Al parecer, Bergman escribió este guión muy rápidamente, en unos días, pero yo creo que es uno de los mejores que ha hecho, y que logró plasmarlo dramáticamente con un ritmo y una claridad y fluidez perfectas. Vemos los dos lados, notamos que ambas dicen su verdad pero las dos se equivocan, que las dos han cometido múltiples errores, no siempre por egoísmo o por centrarse en su trabajo o su vocación o sus intereses, sino incluso por discreción, por no herir, por cariño, por el tabú que convierte en un monstruo o poco menos a quien odia a su padre o su madre, por odiosos e injustos o ciegos, por dañinos que puedan ser. Parece que no hay excusas, que incluso era pecado no "honrar padre y madre", lo que los convertía en incriticables e indiscutibles, y los padres y madres serían "desnaturalizados" si no quisieran a sus hijos y no se sacrificasen por ellos. Con lo cual, se ha ido edificando una muralla de silencio entre las generaciones, como si ya la diferencia de edad y de educación no bastase, y además se han dado múltiples coartadas para la incomunicación. Menudo peligro que padres y madres e hijos e hijas se sinceren, se hagan críticas, se expliquen. Mejor callarse y aguantar, y que haya paz. No digamos en tiempos en que los padres eran autoritarios y podían imponer silencio y obligar a su prole a ser respetuosa con sus mayores.

Se trata, naturalmente, de un texto denso y difícil, que no puede decir cualquiera, que doblado en otra lengua con otras voces resulta increíble, enfático e insoportable por causas muy diferentes de las que hacen dura la visión de la versión original de esta película de Bergman, para mí ejemplar y una de las más perfectas y de interés más general que ha hecho, porque puede afectar, en mayor o menor medida, a todo el mundo, y puede además servir de advertencia para los que aún estén a tiempo -y mejor tarde que nunca, pero mejor todavía lo antes posible- de rectificar, de cambiar de actitud, de ser más abiertos y sinceros, de aceptar las críticas y admitir las equivocaciones, de pensar si se puede mejorar la relación no ya entre padres e hijos, sino entre las personas que viven o trabajan en compañía y proximidad de otras, y con las que siempre convendrá entenderse lo mejor posible, para lo cual un requisito elemental es conocerse un poco y admitir que no todo el mundo es igual ni tiene, por tanto, que aceptar nuestras ideas, principios, teorías, creencias, gustos o manías.
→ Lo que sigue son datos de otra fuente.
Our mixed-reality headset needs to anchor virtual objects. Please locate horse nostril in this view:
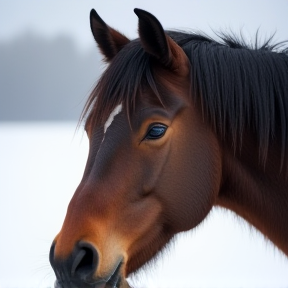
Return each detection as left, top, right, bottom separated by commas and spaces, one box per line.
71, 242, 98, 282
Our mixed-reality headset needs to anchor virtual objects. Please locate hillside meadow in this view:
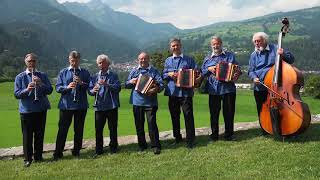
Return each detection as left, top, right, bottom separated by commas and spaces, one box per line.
0, 82, 320, 148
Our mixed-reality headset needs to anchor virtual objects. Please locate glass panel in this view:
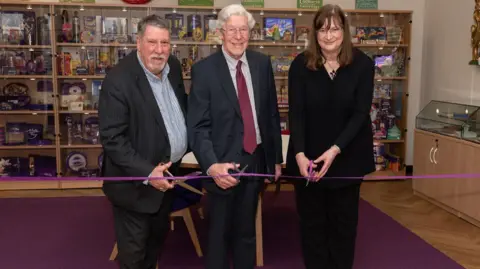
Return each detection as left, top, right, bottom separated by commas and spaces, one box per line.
416, 101, 478, 138
60, 146, 103, 178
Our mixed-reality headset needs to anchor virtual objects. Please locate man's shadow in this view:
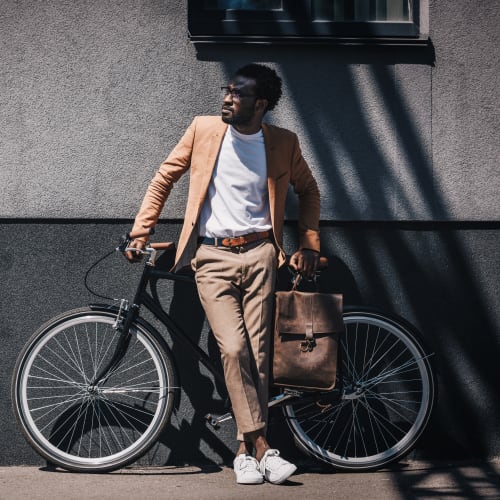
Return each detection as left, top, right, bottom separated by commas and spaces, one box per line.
151, 250, 234, 465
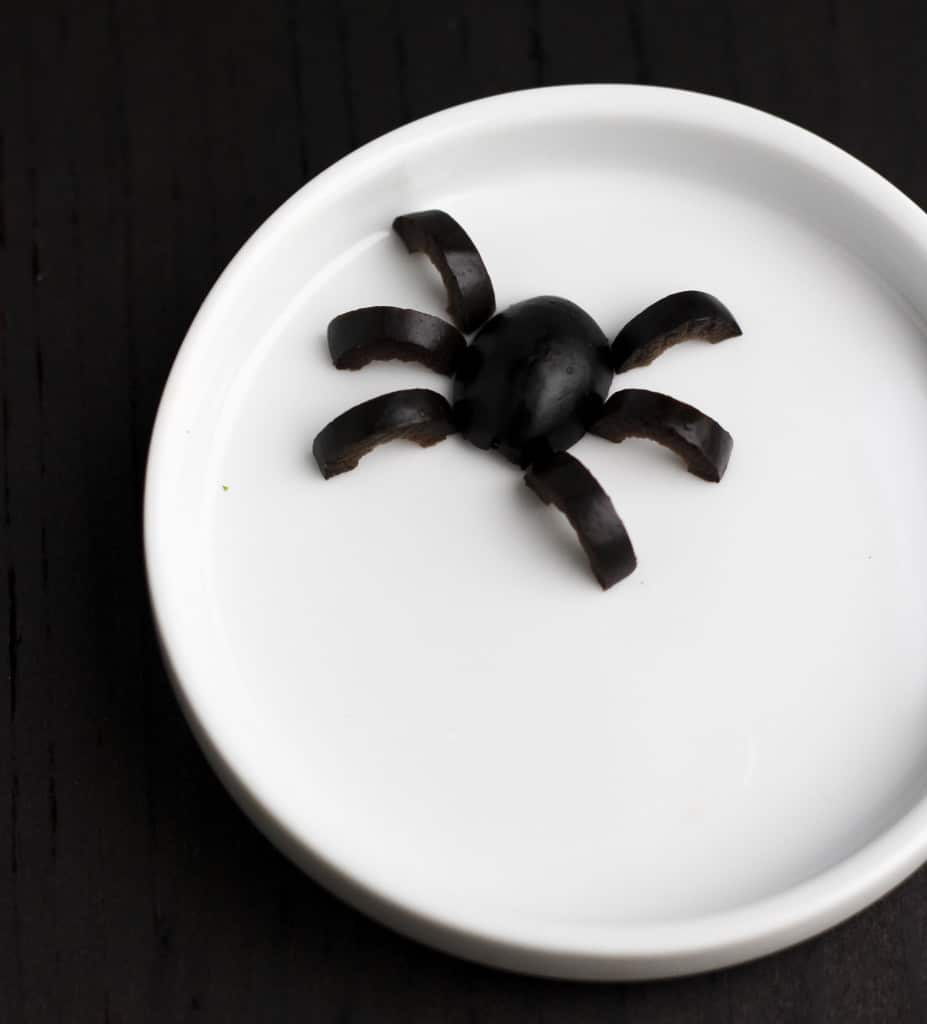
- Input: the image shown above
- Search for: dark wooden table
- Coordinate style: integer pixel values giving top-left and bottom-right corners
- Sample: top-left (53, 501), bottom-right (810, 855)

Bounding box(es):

Y todo esto lo hizo Bergman en 1978, sin darse importancia ni predicar sermones moralizantes, sin ponerse como ejemplo, sin decir: esto es lo que tienen ustedes que hacer, o les pasará lo que a mis personajes, que se empiezan a dar cuenta de que han metido la pata, han sido egoístas o se han portado mal cuando el daño está hecho y con el paso del tiempo se ha ido envenenando la herida y la persona entera que la ha sufrido, y además ha añadido un odio reprimido o un rencor ahogado que ha acabado por hacer de sus vidas un largo infierno.

En “El universo de Ingmar Bergman”. Madrid : Notorious, junio de 2018.